Wohnungslosigkeit erfordert aktives Vorgehen[Bearbeiten]

Wohnungslosigkeit ist nach wie vor ein drängendes Problem und hat in den 90er Jahren eher zugenommen. Sie trifft nicht nur untere, sondern auch mittlere Einkommensgruppen. Die Versorgung mit angemessenem Wohnraum ist eine Grundvoraussetzung dafür, dass Menschen in sozialen oder wirtschaftlichen Schwierigkeiten wieder ihr Leben meistern können. Die Kommunen sind an der Bekämpfung von Wohnungsnot interessiert (bzw. sollten es sein), weil dadurch ein erheblicher Teil der sozialpolitischen und folglich auch der finanziellen Belastungen der Kommunen reduziert werden kann. Durch frühzeitiges Eingreifen entsteht nur ein Bruchteil der Kosten wie bei einer Unterbringung in einer Unterkunft; nach Berechnungen aus nordrhein-westfälischen Großstädten betragen die Kosten für die Übernahme von Mietschulden nur ein Zehntel bis ein Siebtel der Kosten für die Unterbringung in Unterkünften.

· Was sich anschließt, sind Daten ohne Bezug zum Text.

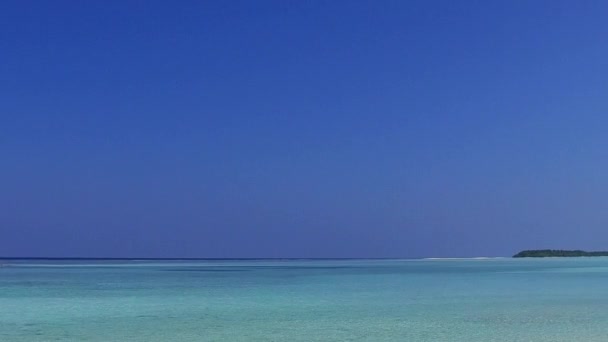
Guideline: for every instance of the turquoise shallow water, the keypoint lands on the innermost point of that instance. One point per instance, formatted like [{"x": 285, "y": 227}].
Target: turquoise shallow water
[{"x": 300, "y": 300}]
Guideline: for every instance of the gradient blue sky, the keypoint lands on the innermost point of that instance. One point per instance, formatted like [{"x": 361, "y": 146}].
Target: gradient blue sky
[{"x": 302, "y": 128}]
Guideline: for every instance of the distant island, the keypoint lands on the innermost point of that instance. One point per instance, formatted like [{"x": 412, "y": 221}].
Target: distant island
[{"x": 546, "y": 253}]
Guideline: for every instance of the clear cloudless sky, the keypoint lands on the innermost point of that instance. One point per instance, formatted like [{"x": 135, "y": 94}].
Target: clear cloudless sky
[{"x": 302, "y": 128}]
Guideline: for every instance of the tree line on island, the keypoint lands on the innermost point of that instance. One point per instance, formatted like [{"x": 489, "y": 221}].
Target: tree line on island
[{"x": 545, "y": 253}]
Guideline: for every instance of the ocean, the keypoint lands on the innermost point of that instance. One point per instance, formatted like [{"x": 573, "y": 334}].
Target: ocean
[{"x": 460, "y": 300}]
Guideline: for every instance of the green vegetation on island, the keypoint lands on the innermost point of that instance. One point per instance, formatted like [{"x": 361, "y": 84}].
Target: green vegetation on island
[{"x": 545, "y": 253}]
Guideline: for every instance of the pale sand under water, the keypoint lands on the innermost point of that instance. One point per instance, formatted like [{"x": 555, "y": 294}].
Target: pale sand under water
[{"x": 332, "y": 300}]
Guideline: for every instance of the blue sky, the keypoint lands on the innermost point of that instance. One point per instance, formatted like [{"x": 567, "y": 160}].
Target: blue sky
[{"x": 302, "y": 128}]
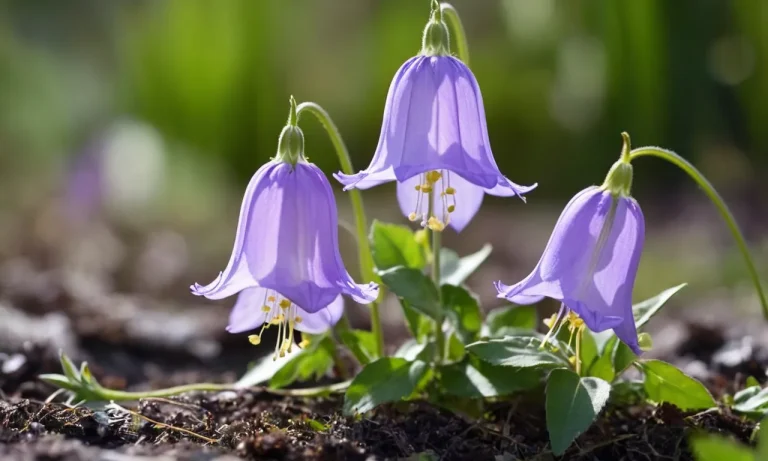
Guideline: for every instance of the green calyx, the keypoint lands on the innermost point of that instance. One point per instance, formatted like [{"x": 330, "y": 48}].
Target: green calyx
[
  {"x": 290, "y": 146},
  {"x": 619, "y": 179},
  {"x": 436, "y": 40}
]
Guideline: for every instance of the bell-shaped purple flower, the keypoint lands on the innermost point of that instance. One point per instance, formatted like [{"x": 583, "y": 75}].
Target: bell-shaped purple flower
[
  {"x": 590, "y": 262},
  {"x": 287, "y": 241},
  {"x": 261, "y": 307},
  {"x": 434, "y": 142}
]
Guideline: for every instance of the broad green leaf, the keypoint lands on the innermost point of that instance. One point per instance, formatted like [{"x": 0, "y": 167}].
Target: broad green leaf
[
  {"x": 475, "y": 378},
  {"x": 587, "y": 351},
  {"x": 312, "y": 364},
  {"x": 361, "y": 343},
  {"x": 572, "y": 405},
  {"x": 463, "y": 312},
  {"x": 517, "y": 351},
  {"x": 711, "y": 447},
  {"x": 419, "y": 325},
  {"x": 665, "y": 383},
  {"x": 455, "y": 270},
  {"x": 388, "y": 379},
  {"x": 643, "y": 311},
  {"x": 412, "y": 350},
  {"x": 510, "y": 319},
  {"x": 414, "y": 287},
  {"x": 393, "y": 245}
]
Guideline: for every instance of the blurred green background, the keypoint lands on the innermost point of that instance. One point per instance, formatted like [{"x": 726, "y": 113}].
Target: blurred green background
[{"x": 205, "y": 83}]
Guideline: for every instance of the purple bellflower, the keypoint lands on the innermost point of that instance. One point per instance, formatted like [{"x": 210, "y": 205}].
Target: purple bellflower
[
  {"x": 591, "y": 260},
  {"x": 287, "y": 245},
  {"x": 434, "y": 140}
]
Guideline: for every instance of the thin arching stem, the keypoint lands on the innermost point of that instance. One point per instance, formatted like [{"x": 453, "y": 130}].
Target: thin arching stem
[
  {"x": 725, "y": 213},
  {"x": 456, "y": 28},
  {"x": 361, "y": 223}
]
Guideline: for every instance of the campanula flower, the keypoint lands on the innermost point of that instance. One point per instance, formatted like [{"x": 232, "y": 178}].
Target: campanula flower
[
  {"x": 434, "y": 140},
  {"x": 261, "y": 307},
  {"x": 591, "y": 260},
  {"x": 287, "y": 239}
]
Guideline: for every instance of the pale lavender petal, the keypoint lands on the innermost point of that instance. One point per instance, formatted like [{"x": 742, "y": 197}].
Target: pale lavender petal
[
  {"x": 322, "y": 320},
  {"x": 247, "y": 314}
]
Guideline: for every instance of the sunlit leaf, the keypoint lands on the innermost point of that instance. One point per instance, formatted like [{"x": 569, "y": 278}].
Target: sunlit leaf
[
  {"x": 455, "y": 270},
  {"x": 572, "y": 405},
  {"x": 388, "y": 379},
  {"x": 666, "y": 383}
]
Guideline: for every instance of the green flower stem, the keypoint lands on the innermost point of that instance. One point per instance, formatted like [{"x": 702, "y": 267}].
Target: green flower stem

Auf Basis dieser Überlegungen haben etliche Kommunen bereits Ende der 80er Jahre damit begonnen, von einem eher reaktiven, verwaltenden Umgang mit Wohnungslosigkeit zu einer aktiven, präventiven Rolle überzugehen. Dazu müssen alle Möglichkeiten zur Vermeidung und Behebung von Wohnungslosigkeit an einer zentralen Stelle in der Verwaltung konzentriert werden. Diese kann

  • Mietschulden nach § 36 SGB XII übernehmen,
  • direkt auf Wohnungen zugreifen,
  • Betroffene ordnungsrechtlich unterbringen, die eigene Wohnung beschlagnahmen bzw. sie in die eigene Wohnung wiedereinweisen,
  • weitergehende Hilfen ergreifen oder sicherstellen und
  • ist zuständig für die Unterkünfte für Wohnungslose.

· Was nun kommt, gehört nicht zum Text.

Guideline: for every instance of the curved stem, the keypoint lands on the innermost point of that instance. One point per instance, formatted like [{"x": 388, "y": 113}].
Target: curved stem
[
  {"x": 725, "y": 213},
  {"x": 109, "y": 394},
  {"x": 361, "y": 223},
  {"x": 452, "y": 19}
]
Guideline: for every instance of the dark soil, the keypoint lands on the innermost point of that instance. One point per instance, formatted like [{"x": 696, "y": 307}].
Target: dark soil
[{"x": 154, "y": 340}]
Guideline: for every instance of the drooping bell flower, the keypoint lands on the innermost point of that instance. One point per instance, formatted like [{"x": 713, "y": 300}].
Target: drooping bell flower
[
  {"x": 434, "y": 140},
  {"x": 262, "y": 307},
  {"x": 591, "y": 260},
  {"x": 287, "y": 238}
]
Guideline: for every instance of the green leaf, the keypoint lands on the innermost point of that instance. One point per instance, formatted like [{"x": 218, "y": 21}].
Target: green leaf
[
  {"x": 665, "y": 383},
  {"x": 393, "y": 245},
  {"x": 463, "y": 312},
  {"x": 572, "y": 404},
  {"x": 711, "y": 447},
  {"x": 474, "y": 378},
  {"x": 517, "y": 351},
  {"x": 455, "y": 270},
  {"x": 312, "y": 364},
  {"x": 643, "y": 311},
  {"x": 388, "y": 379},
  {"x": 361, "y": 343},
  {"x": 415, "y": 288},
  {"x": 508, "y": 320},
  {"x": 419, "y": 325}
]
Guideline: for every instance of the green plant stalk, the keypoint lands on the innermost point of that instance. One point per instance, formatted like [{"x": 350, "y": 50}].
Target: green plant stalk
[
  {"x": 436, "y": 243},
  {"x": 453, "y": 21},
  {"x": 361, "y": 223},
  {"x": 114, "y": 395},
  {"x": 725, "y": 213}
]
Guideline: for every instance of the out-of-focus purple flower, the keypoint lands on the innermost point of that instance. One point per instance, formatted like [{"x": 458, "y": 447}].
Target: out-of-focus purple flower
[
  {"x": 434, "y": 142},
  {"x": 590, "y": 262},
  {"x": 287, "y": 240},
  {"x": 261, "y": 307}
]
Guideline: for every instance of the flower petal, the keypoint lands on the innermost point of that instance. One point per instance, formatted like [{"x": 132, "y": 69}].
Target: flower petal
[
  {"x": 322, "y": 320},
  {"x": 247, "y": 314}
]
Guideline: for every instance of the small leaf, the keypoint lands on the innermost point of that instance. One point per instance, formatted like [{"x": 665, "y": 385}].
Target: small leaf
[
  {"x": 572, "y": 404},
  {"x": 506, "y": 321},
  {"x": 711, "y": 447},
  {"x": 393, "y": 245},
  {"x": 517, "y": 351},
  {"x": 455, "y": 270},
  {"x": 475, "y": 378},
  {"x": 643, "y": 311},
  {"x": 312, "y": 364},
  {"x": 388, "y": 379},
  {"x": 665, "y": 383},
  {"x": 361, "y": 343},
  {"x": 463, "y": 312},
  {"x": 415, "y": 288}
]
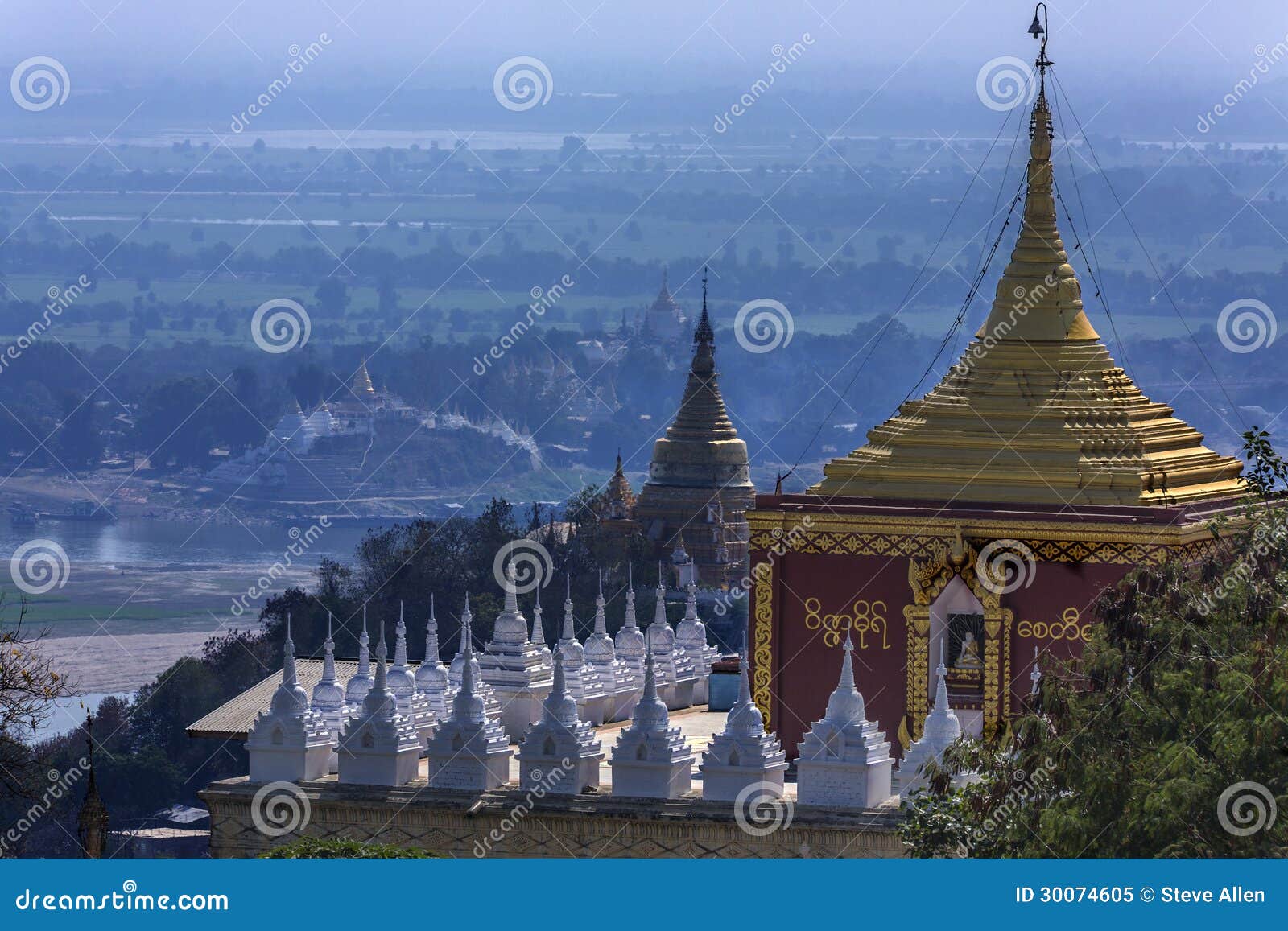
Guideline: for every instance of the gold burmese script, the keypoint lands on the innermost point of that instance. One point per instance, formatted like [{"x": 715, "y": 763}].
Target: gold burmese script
[
  {"x": 1069, "y": 628},
  {"x": 866, "y": 618}
]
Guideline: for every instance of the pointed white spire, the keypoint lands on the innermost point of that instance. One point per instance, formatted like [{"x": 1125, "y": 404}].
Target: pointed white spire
[
  {"x": 328, "y": 654},
  {"x": 539, "y": 635},
  {"x": 568, "y": 632},
  {"x": 845, "y": 705},
  {"x": 289, "y": 675},
  {"x": 468, "y": 707},
  {"x": 630, "y": 600},
  {"x": 431, "y": 635},
  {"x": 942, "y": 686},
  {"x": 559, "y": 706},
  {"x": 365, "y": 647}
]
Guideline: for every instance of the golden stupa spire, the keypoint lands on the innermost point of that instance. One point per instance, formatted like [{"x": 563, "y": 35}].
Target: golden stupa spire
[
  {"x": 362, "y": 385},
  {"x": 1036, "y": 411}
]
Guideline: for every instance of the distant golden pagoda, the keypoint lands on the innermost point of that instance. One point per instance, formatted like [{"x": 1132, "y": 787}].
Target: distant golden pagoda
[
  {"x": 362, "y": 386},
  {"x": 1036, "y": 411},
  {"x": 982, "y": 521},
  {"x": 700, "y": 488}
]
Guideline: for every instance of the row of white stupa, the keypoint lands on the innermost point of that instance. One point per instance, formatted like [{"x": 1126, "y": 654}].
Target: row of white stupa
[{"x": 379, "y": 737}]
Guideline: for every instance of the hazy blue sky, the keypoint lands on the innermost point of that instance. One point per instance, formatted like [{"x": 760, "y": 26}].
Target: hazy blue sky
[
  {"x": 612, "y": 39},
  {"x": 1169, "y": 60}
]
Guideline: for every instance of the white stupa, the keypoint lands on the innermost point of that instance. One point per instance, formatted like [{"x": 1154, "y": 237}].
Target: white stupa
[
  {"x": 675, "y": 676},
  {"x": 942, "y": 729},
  {"x": 652, "y": 759},
  {"x": 289, "y": 742},
  {"x": 629, "y": 645},
  {"x": 431, "y": 676},
  {"x": 592, "y": 698},
  {"x": 557, "y": 739},
  {"x": 744, "y": 755},
  {"x": 379, "y": 746},
  {"x": 455, "y": 674},
  {"x": 616, "y": 676},
  {"x": 691, "y": 641},
  {"x": 469, "y": 751},
  {"x": 328, "y": 697},
  {"x": 412, "y": 703},
  {"x": 514, "y": 666},
  {"x": 844, "y": 759},
  {"x": 356, "y": 689}
]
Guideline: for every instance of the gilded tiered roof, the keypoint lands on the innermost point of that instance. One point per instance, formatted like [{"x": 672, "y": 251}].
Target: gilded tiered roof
[{"x": 1036, "y": 410}]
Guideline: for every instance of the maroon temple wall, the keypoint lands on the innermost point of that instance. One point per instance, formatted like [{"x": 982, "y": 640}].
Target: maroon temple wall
[{"x": 811, "y": 600}]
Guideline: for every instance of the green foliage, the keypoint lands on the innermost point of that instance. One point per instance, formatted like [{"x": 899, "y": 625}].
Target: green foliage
[
  {"x": 1180, "y": 694},
  {"x": 345, "y": 849}
]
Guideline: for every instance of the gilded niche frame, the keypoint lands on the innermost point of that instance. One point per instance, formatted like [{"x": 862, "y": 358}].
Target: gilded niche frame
[{"x": 927, "y": 579}]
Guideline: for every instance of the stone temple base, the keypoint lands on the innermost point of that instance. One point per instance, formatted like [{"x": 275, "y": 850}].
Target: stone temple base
[{"x": 515, "y": 823}]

Notwendig ist, dass die genannten Aufgaben in einer Organisationseinheit unter einer Leitungsverantwortung zusammengeführt werden. Auch für die Betroffenen ist eine solche Hilfe besser: Sie bekommen durch eine zentrale Ansprechperson eine schnelle und situationsangemessene Hilfe.

Umsetzung[Bearbeiten]

Umgesetzt wurde das grundlegende Konzept zuerst in Großstädten bzw. kreisfreien Städten ab Ende der 80er Jahre (Köln, München). Etliche kleine und kreisangehörige Gemeinden sind dem später gefolgt. In zwei Punkten wurde das Konzept weiterentwickelt. In Duisburg und Köln wurde eine sog. Clearingstelle für Akutfälle eingerichtet; und einige Kommunen praktizieren Kooperationsmodelle mit Freien Trägern, um deren Knowhow zu nutzen.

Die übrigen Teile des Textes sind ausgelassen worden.